That's actually not true. Jewish tradition did in fact mark special birthdays. The second birthday when a toddler was "weaned," such as Abraham hosting a feast to celebrate Isaac's weaning. (Gensis 21:8) In fact, the common assumption that 1st century Jews were largely illiterate is not true. At age five, a Jewish father was legally required to begin his son's education in the Scriptures. Public "schools" were held at the local synagogues, and all male children were required to attend. At age 13, he assumed all the legal rights and responsibilities of adulthood, including the observance of the commandments. The account of Jesus instructing the Scribes and Pharisees in the Temple at the Passover before his 13th birthday shows how well-versed he was in the Scriptures. At age 18 a male Jews was ready for marriage. At 20 for earning a living. And only at age 30 could a candidate who had been trained be admitted to the priesthood.

So the claim that Jews did not observe birthdays, while it may be a convenient way to simply dismiss the whole idea of observing Jesus' birth, it's actually not true.

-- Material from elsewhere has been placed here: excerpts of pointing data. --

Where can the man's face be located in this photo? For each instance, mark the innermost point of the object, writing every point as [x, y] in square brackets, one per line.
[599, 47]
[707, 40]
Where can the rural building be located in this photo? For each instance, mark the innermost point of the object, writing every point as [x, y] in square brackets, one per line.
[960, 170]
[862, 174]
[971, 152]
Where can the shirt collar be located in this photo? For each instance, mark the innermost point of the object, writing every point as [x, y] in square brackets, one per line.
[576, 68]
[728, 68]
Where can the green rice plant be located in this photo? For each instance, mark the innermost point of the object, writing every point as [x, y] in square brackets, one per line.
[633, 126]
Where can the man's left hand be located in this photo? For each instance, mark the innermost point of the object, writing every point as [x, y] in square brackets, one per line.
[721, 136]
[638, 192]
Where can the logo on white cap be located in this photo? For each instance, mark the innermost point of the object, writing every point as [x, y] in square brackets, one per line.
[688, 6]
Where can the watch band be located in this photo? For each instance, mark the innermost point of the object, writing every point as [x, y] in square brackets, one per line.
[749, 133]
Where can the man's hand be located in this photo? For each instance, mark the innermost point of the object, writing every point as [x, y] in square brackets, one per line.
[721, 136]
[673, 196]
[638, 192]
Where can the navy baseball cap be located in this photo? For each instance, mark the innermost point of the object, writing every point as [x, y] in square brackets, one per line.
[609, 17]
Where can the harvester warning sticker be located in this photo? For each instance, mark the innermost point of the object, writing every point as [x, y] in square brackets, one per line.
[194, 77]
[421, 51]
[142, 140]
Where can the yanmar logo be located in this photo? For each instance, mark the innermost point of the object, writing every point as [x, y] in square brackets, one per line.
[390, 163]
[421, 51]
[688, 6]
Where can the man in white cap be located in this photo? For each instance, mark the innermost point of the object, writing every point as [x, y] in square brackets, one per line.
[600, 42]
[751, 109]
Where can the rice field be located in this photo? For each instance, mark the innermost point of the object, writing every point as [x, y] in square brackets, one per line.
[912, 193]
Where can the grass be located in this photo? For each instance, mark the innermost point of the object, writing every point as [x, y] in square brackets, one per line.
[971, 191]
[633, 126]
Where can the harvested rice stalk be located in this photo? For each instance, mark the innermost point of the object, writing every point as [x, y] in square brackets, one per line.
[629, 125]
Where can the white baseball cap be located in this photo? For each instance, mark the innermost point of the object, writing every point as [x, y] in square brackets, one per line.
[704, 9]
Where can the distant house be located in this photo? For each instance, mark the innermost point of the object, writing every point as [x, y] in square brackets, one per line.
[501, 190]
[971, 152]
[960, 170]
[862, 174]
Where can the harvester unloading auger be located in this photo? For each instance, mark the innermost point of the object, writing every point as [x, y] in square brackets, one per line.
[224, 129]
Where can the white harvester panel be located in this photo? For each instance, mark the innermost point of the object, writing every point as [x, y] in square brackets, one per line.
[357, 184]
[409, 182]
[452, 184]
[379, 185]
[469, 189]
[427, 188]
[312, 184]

What is true is that we are not "commanded" to observe the most important events in the history of the world. But then again, there is no denying that there is in fact legal precedence for commemorating those days when God did some great and marvelous thing, such as the legal precedent of the Old Covenant Passover, which commemorated the day when God delivered the Jews from their slavery. And it was celebrated with a feast. So to claim that commemorating the day Jesus was born or was raised from the dead with a feast is somehow anti-Law, or anti-Biblical, is nonsense. But under the New Covenant, we each and every one are free from the commandments of the Law to be led by the Spirit of God in how we each and every one of us, in our own personal lives, serve and worship Jesus. Oh, that's right, some of these who oppose commemorating Jesus' birth, death, and resurrection don't worship Jesus at all.